Gallup concluded with a “Bottom Line” section, observing that Trump would depart “office as the least-positively evaluated president in the Gallup polling era,” after having also just received his lowest approval rating, “thanks largely to a sharp decline in public support during a lame-duck period marked by controversy, which could overshadow his accomplishments.” On a separate page, Gallup maintained a tally of Trump’s approval ratings in various periods during his one-term presidency.
As for Trump’s “personal best” of 49 percent approval, a February 4 2020 press release indicated his first impeachment and pre-pandemic economic circumstances contributed to that all-time high; additional polling identified Joe Biden as a candidate respondents believed was likeliest to beat Trump:
Impeachment and a strong state of the nation may have brightened Trump’s election prospects, but U.S. registered voters are evenly divided at 50% as to whether he deserves re-election.
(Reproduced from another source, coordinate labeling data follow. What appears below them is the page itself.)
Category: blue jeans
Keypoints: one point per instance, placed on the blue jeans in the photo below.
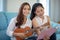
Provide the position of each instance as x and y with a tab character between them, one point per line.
32	38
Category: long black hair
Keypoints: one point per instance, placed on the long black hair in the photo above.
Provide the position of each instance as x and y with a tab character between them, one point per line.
34	9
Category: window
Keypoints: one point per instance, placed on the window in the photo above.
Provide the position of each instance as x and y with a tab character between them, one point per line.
46	6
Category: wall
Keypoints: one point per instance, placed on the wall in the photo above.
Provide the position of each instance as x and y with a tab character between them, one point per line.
54	10
13	5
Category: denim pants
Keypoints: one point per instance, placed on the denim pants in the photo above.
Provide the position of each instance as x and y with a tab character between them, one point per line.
31	38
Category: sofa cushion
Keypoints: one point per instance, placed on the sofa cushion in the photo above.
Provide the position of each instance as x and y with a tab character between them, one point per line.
3	35
3	21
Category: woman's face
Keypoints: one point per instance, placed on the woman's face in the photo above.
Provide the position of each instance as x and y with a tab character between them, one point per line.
39	11
26	10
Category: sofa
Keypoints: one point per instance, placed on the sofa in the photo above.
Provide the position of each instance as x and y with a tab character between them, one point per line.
5	18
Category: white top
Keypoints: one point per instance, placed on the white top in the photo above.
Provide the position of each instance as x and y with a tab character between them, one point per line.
12	26
39	21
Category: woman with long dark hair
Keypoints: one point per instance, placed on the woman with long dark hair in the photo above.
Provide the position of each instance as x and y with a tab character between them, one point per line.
40	20
21	21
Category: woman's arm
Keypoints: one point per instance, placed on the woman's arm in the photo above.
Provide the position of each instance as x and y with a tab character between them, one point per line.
47	23
11	27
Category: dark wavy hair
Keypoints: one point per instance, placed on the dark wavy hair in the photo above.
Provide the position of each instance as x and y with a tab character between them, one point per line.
34	9
20	17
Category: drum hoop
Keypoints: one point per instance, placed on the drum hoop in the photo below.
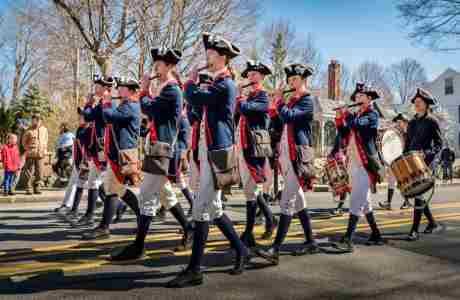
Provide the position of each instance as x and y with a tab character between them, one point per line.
380	136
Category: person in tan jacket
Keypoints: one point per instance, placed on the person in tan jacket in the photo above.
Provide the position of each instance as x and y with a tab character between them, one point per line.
35	142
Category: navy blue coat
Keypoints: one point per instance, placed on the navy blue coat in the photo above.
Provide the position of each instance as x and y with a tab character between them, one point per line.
219	100
300	116
423	134
164	110
95	114
126	121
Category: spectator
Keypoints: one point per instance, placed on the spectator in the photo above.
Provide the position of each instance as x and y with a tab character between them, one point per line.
11	163
448	159
35	142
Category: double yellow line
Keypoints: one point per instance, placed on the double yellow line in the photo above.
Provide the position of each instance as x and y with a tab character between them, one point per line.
32	269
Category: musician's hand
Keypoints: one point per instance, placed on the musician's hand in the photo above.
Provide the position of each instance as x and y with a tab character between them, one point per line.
145	82
193	76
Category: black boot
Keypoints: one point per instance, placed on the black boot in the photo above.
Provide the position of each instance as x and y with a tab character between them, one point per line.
387	205
418	211
346	243
272	254
242	253
192	274
121	209
136	249
376	237
309	247
178	213
102	231
248	237
269	219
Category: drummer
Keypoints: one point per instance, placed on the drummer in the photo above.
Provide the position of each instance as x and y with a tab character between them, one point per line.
359	134
401	122
423	134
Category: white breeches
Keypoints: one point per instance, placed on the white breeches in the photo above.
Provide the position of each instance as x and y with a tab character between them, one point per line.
360	192
250	188
208	204
155	191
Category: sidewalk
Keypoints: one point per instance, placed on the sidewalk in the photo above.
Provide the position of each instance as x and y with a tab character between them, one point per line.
56	195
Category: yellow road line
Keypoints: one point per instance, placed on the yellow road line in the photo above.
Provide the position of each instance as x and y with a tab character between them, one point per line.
78	265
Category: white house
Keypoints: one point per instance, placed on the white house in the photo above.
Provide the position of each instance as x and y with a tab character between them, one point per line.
446	88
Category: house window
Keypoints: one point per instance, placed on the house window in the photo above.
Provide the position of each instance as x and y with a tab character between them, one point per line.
449	86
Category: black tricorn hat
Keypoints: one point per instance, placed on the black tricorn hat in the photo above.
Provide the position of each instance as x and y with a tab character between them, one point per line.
362	88
302	70
425	96
104	81
221	45
257	67
127	82
169	56
400	117
204	78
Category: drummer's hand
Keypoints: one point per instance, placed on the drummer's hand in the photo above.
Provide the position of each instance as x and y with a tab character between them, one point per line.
145	82
193	76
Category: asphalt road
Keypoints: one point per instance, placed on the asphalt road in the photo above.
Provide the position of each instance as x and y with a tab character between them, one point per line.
41	257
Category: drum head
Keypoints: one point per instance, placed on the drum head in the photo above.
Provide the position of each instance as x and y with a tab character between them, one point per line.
391	146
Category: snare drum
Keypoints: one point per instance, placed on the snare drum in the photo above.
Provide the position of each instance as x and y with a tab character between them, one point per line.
390	145
337	175
412	174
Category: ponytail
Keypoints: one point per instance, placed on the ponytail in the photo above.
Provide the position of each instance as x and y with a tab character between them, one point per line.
230	69
176	76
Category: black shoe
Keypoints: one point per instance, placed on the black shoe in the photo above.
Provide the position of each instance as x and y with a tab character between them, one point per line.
130	252
238	267
120	213
248	240
385	205
431	228
186	242
413	236
272	255
84	221
97	234
267	235
186	278
375	240
406	204
308	248
346	245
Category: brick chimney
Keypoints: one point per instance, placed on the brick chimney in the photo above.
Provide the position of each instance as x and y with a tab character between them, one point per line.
334	80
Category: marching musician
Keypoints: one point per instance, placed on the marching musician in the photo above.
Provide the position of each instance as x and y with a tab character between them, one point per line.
359	133
120	143
296	116
164	109
253	124
401	122
217	134
423	134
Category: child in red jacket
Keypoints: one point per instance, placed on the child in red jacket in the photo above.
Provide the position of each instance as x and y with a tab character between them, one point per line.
11	163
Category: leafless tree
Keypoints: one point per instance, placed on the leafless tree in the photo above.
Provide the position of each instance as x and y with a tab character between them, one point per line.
405	76
374	74
433	23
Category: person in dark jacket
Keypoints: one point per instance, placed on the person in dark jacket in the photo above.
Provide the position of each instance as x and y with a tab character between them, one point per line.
423	134
218	103
121	138
358	131
296	116
253	110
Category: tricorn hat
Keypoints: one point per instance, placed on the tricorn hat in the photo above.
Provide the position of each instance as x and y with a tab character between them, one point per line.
302	70
255	66
169	56
220	44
When the question was last asked, just before the 2018 midterm elections, 41% of Americans thought Trump deserved a second term.
With the Democratic nomination campaign fully underway, 39% of registered voters say they will vote for Trump regardless of whom the Democratic Party nominates for president, while nearly the same percentage (36%) say they will vote against Trump regardless of whom the Democrats choose. Twenty-four percent of voters say they are waiting to see whom the Democrats nominate.
Democrats identify Joe Biden (44%) as the candidate they think has the best chance of beating Trump, followed by Bernie Sanders at 19% and Michael Bloomberg at 10%. Meanwhile, Democrats are most likely to name Sanders (28%) as the candidate who is closest to them on the issues, followed by Biden (20%) and Elizabeth Warren (16%).
A Wikipedia entry, “United States presidential approval rating,” collated the aggregate approval ratings of each president with links back to each citation, noting that the aggregation method is generally accepted by statisticians “as a statistically valid indicator of the comparative changes in the popular United States mood regarding a president,” and included a table that could be sorted by (among other things) highest approval rating. It started with President Franklin Delano Roosevelt in 1938; FDR’s highest approval rating was 83 percent in January 1942, and his lowest was 48 percent in August 1939.
Sorting by “highest approval” descending placed Trump squarely at the top of the list, with the lowest high of 49 percent on five dates in 2020. The next-lowest high approval was Richard Nixon at 66 percent in 1973, followed by Barack Obama at 67 percent in 2009.
Both of the highest recorded approval ratings went to Presidents George H.W. Bush (89 percent in 1991) and George W. Bush (90 percent on September 21 2001). When sorted by lowest recorded approval rating, Trump was tied for sixth place with Lyndon Johnson. The lowest recorded approval ratings were as follows:
- Harry S. Truman, 22 percent;
- Richard Nixon, 24 percent;
- George W. Bush, 25 percent;
- Jimmy Carter, 28 percent, and;
- George H.W. Bush, 29 percent.
A popular tweet shared to Imgur maintained that as Donald Trump (unwillingly) left office, his final approval rating was 34 percent; further, he stood as “the only president never to hit 50% job approval at any point in his presidency” per Gallup, and finally he was “the least popular president in Gallup’s polling history.” The figures were accurate, and Gallup’s press release affirmed Trump was “the least-positively evaluated president in the Gallup polling era, based on the average of his approval ratings.”